Soto studied medicine in France and graduated from the University of Paris in 1885. He is credited with performing the first gastrostomy, thyroidectomy, and caesarean section in Costa Rica. He practiced medicine at the Faculty of Medicine of Costa Rica and at San Juan de Dios Hospital.

In addition to his medical work, Soto intermittently served as a deputy in the Constitutional Congress. He was a committed supporter of tinoquismo and strongly backed the regime established by Federico Tinoco Granados following the 1917 coup d’état.
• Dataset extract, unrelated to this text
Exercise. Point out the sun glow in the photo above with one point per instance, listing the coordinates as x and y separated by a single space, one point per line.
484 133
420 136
Soto founded the Club 27 de Enero (“27 January Club”), named in commemoration of the date on which President Alfredo González Flores was overthrown.

Following the fall of the Tinoco regime and the assassination of José Joaquín Tinoco Granados, Soto accepted the Democratic Party’s nomination as a presidential candidate in the 1919 general election. His candidacy opposed that of Julio Acosta García, whose victory was widely anticipated. Contemporary accounts and later historical interpretations have described Soto’s participation as primarily symbolic, intended to avoid an uncontested election.